If there was fault on the part of any
one of them, all shall be responsible to the creditor, for the price
and the payment of damages and interest, without prejudice to their
action against the guilty or negligent debtor.
If through a fortuitous event, the
thing is lost or the performance has become impossible after one of
the solidary debtors has incurred in delay through the judicial or
extrajudicial demand upon him by the creditor, the provisions of the
preceding paragraph shall apply. (1147a)
Art. 1222. A solidary debtor may, in
actions filed by the creditor, avail himself of all defenses which
are derived from the nature of the obligation and of those which are
personal to him, or pertain to his own share. With respect to those
which personally belong to the others, he may avail himself thereof
only as regards that part of the debt for which the latter are
responsible. (1148a)
SECTION 5. - Divisible and Indivisible
Obligations
Art. 1223. The divisibility or
indivisibility of the things that are the object of obligations in
which there is only one debtor and only one creditor does not alter
or modify the provisions of Chapter 2 of this Title. (1149)

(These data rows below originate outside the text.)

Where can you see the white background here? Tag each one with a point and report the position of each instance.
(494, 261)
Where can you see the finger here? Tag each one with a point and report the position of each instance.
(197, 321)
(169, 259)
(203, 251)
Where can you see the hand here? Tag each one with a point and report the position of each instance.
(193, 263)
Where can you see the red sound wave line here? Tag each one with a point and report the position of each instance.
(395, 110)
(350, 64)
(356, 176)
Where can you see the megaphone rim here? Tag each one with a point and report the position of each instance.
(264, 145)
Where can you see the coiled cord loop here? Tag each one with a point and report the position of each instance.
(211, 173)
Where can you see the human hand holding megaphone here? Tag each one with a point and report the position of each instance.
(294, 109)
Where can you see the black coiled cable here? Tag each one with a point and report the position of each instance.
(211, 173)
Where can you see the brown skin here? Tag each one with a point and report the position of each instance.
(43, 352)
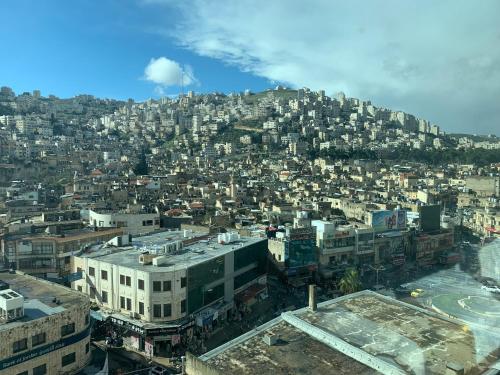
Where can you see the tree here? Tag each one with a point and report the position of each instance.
(350, 282)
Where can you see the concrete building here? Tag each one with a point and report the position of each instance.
(131, 222)
(293, 253)
(360, 333)
(159, 285)
(484, 186)
(48, 253)
(44, 327)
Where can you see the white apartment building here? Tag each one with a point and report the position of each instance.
(44, 327)
(157, 285)
(131, 222)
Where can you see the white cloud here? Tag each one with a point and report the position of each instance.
(165, 72)
(438, 60)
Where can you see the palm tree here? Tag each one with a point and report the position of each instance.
(350, 282)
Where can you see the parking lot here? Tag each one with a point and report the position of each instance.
(459, 294)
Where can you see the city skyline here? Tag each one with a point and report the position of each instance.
(415, 66)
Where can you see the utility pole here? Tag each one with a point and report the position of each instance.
(377, 269)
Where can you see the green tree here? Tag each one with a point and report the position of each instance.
(141, 168)
(350, 282)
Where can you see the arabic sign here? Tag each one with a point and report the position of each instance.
(385, 220)
(43, 350)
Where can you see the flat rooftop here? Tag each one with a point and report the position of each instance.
(39, 296)
(198, 249)
(295, 353)
(376, 333)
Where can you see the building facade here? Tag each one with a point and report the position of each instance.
(163, 285)
(46, 332)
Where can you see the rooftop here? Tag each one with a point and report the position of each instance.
(359, 333)
(40, 297)
(197, 249)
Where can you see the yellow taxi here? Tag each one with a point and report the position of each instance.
(417, 293)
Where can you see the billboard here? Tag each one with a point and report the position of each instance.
(430, 217)
(385, 220)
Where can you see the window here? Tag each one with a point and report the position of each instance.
(167, 286)
(157, 311)
(38, 339)
(68, 359)
(167, 310)
(67, 329)
(40, 370)
(156, 286)
(20, 345)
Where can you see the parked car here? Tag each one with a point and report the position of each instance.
(417, 293)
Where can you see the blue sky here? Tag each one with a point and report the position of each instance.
(101, 48)
(438, 60)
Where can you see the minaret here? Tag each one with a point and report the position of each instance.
(233, 187)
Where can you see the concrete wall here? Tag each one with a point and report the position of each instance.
(116, 290)
(131, 223)
(51, 325)
(195, 366)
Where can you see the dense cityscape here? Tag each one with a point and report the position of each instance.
(244, 233)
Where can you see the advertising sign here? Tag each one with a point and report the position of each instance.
(385, 220)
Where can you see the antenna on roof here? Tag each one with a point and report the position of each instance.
(182, 81)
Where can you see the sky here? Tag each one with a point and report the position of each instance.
(438, 60)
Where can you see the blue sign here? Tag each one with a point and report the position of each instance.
(43, 350)
(74, 276)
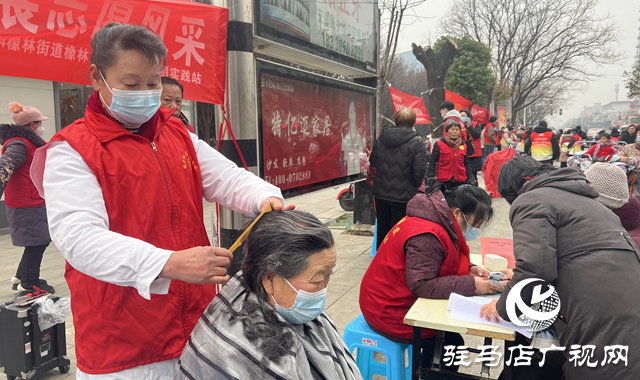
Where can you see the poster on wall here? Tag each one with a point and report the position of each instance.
(51, 40)
(313, 129)
(345, 27)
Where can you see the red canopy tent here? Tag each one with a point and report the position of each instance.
(51, 40)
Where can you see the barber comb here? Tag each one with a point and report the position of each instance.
(246, 232)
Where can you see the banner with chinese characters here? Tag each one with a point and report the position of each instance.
(400, 100)
(51, 39)
(347, 27)
(460, 102)
(313, 132)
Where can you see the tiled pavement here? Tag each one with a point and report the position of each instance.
(342, 298)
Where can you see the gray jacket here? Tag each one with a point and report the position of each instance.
(561, 234)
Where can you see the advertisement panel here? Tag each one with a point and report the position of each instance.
(51, 40)
(340, 30)
(314, 130)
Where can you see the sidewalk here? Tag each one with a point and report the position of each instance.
(342, 296)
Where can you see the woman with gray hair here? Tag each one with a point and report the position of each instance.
(268, 321)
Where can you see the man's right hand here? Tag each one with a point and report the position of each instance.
(198, 265)
(485, 287)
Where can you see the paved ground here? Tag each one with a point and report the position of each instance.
(342, 298)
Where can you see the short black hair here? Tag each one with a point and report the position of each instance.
(171, 81)
(114, 37)
(448, 105)
(471, 200)
(469, 115)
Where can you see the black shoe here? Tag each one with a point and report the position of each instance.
(41, 284)
(15, 281)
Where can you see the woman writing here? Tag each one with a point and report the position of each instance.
(400, 161)
(449, 163)
(268, 321)
(426, 255)
(124, 188)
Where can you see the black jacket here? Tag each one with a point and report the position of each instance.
(435, 157)
(554, 142)
(400, 159)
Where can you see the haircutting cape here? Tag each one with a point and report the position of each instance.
(219, 349)
(491, 169)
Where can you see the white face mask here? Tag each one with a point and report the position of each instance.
(133, 107)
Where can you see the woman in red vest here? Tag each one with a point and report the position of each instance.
(475, 131)
(449, 163)
(26, 211)
(124, 188)
(426, 255)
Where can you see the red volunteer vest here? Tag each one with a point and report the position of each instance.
(20, 191)
(541, 146)
(385, 297)
(451, 163)
(152, 193)
(486, 134)
(477, 143)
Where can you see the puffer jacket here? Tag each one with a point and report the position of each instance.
(590, 260)
(400, 159)
(628, 215)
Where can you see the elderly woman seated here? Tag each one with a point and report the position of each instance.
(268, 321)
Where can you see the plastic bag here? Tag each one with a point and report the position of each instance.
(51, 313)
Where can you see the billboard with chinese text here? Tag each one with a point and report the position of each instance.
(314, 130)
(51, 39)
(340, 30)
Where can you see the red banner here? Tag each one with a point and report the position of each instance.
(400, 100)
(481, 115)
(312, 133)
(51, 39)
(459, 102)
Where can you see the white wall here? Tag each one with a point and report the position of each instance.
(28, 92)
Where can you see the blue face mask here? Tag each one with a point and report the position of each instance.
(472, 232)
(307, 307)
(133, 107)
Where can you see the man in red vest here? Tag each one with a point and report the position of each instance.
(448, 111)
(26, 210)
(543, 144)
(475, 131)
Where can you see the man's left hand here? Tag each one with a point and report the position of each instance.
(490, 312)
(476, 271)
(277, 205)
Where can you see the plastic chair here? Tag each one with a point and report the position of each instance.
(359, 335)
(375, 240)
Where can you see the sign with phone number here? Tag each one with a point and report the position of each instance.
(342, 46)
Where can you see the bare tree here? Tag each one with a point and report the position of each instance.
(436, 66)
(538, 43)
(392, 14)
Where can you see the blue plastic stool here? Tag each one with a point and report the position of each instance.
(359, 335)
(375, 240)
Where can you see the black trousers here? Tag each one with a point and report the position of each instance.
(29, 268)
(388, 214)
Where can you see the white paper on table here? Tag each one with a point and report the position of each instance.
(467, 309)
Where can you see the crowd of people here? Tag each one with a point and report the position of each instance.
(126, 213)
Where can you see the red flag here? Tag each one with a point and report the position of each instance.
(400, 100)
(459, 102)
(51, 40)
(480, 114)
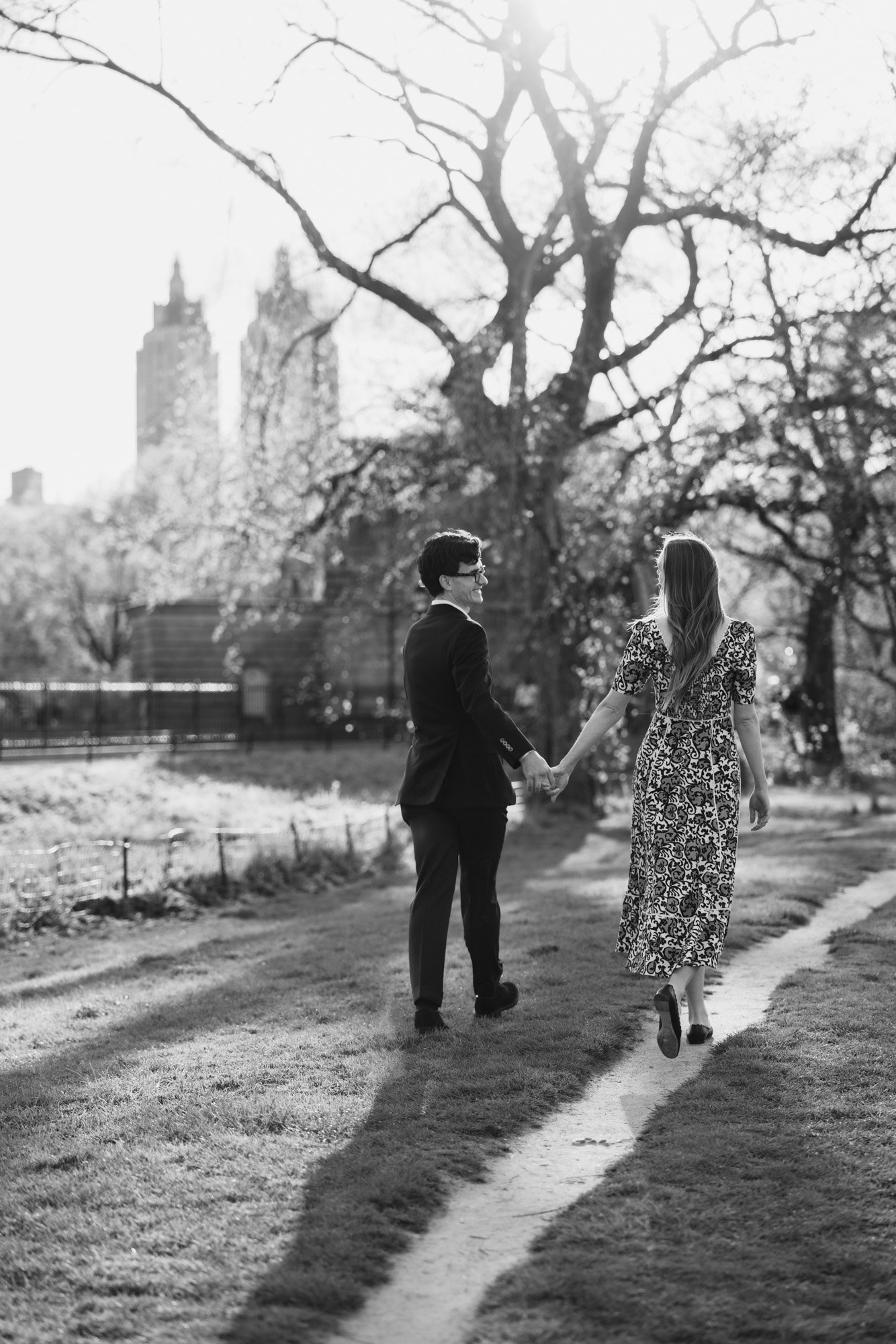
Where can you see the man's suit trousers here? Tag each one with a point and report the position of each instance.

Art. 1224. A joint indivisible
obligation gives rise to indemnity for damages from the time anyone
of the debtors does not comply with his undertaking. The debtors who
may have been ready to fulfill their promises shall not contribute to
the indemnity beyond the corresponding portion of the price of the
thing or of the value of the service in which the obligation
consists. (1150)
Art. 1225. For the purposes of the
preceding articles, obligations to give definite things and those
which are not susceptible of partial performance shall be deemed to
be indivisible.
When the obligation has for its object
the execution of a certain number of days of work, the accomplishment
of work by metrical units, or analogous things which by their nature
are susceptible of partial performance, it shall be divisible.
However, even though the object or
service may be physically divisible, an obligation is indivisible if
so provided by law or intended by the parties.
In obligations not to do, divisibility
or indivisibility shall be determined by the character of the
prestation in each particular case. (1151a)
SECTION 6. - Obligations with a Penal
Clause
Art. 1226. In obligations with a penal
clause, the penalty shall substitute the indemnity for damages and
the payment of interests in case of noncompliance, if there is no
stipulation to the contrary. Nevertheless, damages shall be paid if
the obligor refuses to pay the penalty or is guilty of fraud in the
fulfillment of the obligation.
The penalty may be enforced only when
it is demandable in accordance with the provisions of this Code.
(1152a)
Art. 1227. The debtor cannot exempt
himself from the performance of the obligation by paying the penalty,
save in the case where this right has been expressly reserved for
him. Neither can the creditor demand the fulfillment of the
obligation and the satisfaction of the penalty at the same time,
unless this right has been clearly granted him. However, if after the
creditor has decided to require the fulfillment of the obligation,
the performance thereof should become impossible without his fault,
the penalty may be enforced. (1153a)
Art. 1228. Proof of actual damages
suffered by the creditor is not necessary in order that the penalty
may be demanded. (n)
Art. 1229. The judge shall equitably
reduce the penalty when the principal obligation has been partly or
irregularly complied with by the debtor. Even if there has been no
performance, the penalty may also be reduced by the courts if it is
iniquitous or unconscionable. (1154a)
Art. 1230. The nullity of the penal
clause does not carry with it that of the principal obligation.